El jaleo que arma el público dejará sordo a Roscoe. Ésta es una pelea fuera de lo corriente, una de esas peleas que te deja mudo de asombro, los dos gallos están muertos, voy a apostar diez contra uno por el Socaliñero, ese corajudo cabrón, y, mira por dónde, Bindy está ofreciendo ahora quince contra uno. Vamos, gallito.
El dolor desgarra el corazón de Roscoe, y éste se pregunta una vez más si él mismo es el causante: toda esta tensión con chulos, policías, juicios, putas, votos, gallos. La misma vieja historia, Ros. No puedes alejarte de ti mismo. Si le fuese posible, si pudiese levantarse siquiera, haría saltar por los aires este tugurio, pero no puede apartar los ojos del Socaliñero, enfrentado a ese muchacho, el Rubí, los dos gallos demasiado fatigados para emprender el vuelo, así que golpea esa pechuga, Rubí, sácale el otro ojo, mata a ese mamón. Pero el bueno y viejo Rubí ya no tiene fuerzas. Ha asido el cuello del Socaliñero, tratando de rompérselo. «Rómpelo, rómpelo», y se están moviendo, el Rubí arrastrando un ala, y la sangre vuela. ¿De quién es la sangre? ¿Quién sabe?
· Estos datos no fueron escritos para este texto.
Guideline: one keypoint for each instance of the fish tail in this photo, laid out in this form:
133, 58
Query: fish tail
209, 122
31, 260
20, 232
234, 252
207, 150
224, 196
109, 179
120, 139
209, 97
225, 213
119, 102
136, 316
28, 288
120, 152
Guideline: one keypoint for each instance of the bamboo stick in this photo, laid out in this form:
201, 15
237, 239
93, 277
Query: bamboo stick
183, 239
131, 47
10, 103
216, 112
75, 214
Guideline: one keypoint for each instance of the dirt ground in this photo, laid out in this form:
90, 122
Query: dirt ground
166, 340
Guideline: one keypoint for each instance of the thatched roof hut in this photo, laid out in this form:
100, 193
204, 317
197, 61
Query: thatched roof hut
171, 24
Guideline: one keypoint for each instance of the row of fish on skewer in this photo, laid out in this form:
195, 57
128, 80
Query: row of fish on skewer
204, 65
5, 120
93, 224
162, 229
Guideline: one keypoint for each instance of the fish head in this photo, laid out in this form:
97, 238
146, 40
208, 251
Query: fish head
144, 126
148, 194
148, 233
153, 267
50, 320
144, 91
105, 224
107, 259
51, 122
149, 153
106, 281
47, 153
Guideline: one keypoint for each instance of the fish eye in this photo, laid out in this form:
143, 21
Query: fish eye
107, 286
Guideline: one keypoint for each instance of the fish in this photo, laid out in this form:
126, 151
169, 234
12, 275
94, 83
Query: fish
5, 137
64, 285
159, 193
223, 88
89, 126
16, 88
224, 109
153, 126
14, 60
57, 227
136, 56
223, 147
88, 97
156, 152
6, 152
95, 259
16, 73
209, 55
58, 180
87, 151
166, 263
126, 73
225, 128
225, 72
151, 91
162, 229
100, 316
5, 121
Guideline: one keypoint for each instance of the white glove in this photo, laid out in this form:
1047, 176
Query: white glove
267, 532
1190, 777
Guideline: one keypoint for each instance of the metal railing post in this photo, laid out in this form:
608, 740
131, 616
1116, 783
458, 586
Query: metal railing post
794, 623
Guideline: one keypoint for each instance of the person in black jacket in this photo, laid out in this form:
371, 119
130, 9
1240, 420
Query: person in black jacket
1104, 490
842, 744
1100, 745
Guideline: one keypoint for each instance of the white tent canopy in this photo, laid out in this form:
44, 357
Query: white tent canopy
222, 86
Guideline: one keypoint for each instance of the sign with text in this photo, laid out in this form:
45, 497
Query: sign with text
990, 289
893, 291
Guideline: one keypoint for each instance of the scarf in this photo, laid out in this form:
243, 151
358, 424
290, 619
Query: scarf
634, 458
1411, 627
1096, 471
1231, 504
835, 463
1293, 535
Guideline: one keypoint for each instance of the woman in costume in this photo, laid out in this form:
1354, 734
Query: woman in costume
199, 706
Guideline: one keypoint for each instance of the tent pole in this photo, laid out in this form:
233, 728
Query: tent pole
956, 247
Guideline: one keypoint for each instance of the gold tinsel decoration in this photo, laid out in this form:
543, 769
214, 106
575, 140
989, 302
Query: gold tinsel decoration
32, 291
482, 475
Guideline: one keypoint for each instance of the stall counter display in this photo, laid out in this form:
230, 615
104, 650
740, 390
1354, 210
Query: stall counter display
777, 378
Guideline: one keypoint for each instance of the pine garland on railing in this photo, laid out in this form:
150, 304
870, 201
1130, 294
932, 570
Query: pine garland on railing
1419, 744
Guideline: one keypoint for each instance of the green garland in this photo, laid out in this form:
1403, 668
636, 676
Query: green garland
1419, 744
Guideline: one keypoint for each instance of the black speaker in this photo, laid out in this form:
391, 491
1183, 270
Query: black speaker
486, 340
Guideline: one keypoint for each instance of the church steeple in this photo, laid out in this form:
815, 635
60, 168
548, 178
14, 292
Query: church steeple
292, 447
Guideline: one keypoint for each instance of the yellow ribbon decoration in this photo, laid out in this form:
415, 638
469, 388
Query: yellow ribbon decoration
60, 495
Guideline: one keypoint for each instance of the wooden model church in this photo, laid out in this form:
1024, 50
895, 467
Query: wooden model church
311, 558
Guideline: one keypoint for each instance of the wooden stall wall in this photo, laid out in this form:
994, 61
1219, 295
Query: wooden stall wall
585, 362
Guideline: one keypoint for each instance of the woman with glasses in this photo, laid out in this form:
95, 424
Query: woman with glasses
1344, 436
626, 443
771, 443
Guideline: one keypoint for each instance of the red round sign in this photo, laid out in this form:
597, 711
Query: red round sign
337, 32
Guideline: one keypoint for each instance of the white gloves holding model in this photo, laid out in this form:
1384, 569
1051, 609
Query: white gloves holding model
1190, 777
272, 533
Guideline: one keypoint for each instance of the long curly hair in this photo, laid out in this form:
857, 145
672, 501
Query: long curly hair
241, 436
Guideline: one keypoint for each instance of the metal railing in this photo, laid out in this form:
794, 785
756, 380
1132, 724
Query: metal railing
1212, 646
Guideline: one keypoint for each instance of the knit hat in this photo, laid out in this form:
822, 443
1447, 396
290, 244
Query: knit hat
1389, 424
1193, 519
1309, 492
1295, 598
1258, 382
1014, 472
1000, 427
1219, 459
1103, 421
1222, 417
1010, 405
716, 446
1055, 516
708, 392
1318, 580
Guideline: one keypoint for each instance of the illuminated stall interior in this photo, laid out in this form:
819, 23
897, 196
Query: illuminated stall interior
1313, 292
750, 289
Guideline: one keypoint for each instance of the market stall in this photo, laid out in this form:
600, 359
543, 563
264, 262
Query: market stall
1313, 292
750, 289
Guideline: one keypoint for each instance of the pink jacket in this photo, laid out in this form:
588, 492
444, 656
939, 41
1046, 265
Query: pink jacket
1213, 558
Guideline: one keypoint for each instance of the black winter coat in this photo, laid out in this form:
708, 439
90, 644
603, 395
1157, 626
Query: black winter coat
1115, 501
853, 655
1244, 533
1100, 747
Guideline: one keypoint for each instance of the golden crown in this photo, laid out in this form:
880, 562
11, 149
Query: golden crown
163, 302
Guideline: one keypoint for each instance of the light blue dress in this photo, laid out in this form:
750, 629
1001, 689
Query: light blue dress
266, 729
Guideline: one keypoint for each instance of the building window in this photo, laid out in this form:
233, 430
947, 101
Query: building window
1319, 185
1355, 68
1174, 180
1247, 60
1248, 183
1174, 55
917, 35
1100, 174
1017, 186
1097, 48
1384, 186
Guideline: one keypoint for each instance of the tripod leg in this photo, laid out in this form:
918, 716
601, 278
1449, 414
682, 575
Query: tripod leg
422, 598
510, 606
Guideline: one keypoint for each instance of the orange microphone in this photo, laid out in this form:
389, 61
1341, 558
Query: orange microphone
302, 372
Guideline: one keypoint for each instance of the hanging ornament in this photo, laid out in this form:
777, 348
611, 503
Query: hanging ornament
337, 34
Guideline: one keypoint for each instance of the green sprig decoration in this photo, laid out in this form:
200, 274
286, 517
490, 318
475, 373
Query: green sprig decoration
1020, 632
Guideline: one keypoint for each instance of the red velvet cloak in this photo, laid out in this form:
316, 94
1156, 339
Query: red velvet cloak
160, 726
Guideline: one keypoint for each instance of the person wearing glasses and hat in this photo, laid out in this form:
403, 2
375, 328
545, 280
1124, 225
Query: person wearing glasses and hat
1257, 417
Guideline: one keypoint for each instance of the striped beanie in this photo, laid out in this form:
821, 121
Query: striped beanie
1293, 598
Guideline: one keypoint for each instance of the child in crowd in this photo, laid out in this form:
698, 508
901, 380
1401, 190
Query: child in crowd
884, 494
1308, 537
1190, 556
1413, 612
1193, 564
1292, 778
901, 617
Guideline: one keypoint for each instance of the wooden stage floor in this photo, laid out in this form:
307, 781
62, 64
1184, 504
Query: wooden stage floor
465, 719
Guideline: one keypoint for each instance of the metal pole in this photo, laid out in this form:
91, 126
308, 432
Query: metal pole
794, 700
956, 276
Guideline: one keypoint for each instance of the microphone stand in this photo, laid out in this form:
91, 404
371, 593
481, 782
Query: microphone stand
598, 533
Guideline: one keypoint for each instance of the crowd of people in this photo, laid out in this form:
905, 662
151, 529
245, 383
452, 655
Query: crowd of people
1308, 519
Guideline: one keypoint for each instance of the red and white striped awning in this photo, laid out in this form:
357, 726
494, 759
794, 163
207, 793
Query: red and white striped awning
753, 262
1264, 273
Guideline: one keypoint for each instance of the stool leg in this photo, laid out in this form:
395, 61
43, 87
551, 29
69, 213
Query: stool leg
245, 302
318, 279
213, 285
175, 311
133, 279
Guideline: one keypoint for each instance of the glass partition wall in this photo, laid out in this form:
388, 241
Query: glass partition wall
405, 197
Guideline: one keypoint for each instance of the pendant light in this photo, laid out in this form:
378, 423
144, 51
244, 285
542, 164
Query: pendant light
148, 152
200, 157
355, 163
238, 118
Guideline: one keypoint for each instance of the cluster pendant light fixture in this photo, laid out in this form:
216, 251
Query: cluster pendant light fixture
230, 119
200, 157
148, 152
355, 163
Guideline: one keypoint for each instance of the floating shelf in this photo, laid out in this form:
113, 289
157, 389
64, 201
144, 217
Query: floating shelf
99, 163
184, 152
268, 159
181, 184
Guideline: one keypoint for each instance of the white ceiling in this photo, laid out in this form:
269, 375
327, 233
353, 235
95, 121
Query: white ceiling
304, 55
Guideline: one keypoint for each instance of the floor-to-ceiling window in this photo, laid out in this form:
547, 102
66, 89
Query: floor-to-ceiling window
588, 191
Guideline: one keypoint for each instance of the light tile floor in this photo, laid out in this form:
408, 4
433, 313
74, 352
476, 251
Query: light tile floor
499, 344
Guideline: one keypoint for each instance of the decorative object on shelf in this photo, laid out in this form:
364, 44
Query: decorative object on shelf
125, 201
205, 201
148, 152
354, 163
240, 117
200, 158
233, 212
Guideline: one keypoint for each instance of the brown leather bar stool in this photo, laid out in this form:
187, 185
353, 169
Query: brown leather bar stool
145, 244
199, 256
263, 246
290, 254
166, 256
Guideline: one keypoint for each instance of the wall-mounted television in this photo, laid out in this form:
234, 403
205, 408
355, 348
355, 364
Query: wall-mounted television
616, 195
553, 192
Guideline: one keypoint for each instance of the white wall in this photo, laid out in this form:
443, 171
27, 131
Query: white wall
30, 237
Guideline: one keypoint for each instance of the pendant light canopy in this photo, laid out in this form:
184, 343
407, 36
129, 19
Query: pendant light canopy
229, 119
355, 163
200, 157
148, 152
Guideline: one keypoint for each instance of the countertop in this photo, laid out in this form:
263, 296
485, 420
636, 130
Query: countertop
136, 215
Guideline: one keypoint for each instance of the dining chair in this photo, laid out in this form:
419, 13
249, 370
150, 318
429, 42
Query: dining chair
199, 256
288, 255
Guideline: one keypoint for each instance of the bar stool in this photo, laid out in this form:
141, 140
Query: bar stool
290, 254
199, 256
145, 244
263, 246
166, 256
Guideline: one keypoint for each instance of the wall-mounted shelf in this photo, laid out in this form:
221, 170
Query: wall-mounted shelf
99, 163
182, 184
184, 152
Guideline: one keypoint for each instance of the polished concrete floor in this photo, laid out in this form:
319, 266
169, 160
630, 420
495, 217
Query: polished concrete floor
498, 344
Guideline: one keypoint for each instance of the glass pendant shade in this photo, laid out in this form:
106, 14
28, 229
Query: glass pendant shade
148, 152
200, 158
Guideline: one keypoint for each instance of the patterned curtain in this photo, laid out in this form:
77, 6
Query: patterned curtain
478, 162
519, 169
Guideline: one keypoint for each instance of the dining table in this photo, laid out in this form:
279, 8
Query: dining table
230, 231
El Socaliñero tiene una navaja clavada en el pecho del Rubí, éste patea, los dos ruedan por el suelo, y entonces la navaja del Socaliñero ya no está clavada, pero la segunda ala del Rubí ha quedado inútil y está tendido de lado, como muerto, así que allá va el Socaliñero, su último vuelo de la noche, asciende y se abate sobre el caído Rubí, y el murmullo se convierte en un rugido mientras las navajas penetran, ¿una de ellas en el corazón? ¿Le ha alcanzado? No importa. Da un picotazo a la cabeza del Rubí, directamente en el bulbo raquídeo, y el Rubí queda inmóvil, pero el Socaliñero le picotea una y otra vez. Bueno, Socaliñero, ya basta. Tu trabajo ha terminado. Oigamos lo que dice el vencedor.
Y cacarea, en efecto, pues ya se ha enterado de la situación, y se yergue y se arregla las pumas con el pico, el flujo sanguíneo constante. ¿Dónde has aprendido a pelear así, muchacho? El cacarea su victoria. El Rubí ha muerto, viva el marchoso Socaliñero.
Y Roscoe lo ha visto todo, incluso la manera en que Patsy sacude la cabeza por su pérdida, y a Emil que recoge al Socaliñero, que sigue cacareando la noticia en los brazos de su soltador. Cy Kelly recoge al Rubí muerto y se lo da a las Hermanitas de los Pobres. Johnny Mack paga las deudas de Patsy, y los ganadores sonríen mientras los perdedores se retrepan en sus asientos. Birdie Martin recibe sus cincuenta, Tommy Fogarty le da los cuarenta mil a Bindy, quien ya está a medio camino de la puerta en cuanto los tiene en la mano. Roscoe debería seguirle, pero Bart le pregunta:
—¿Qué te pasa, Roscoe?
No le responde. Lo único que sabe Roscoe es que la gente se marcha llevándose el ruido consigo. Se hace el silencio, lo cual resulta agradable, y los gallos han desaparecido. ¿Y sabes qué más, Ros? De repente, también se ha ido la luz.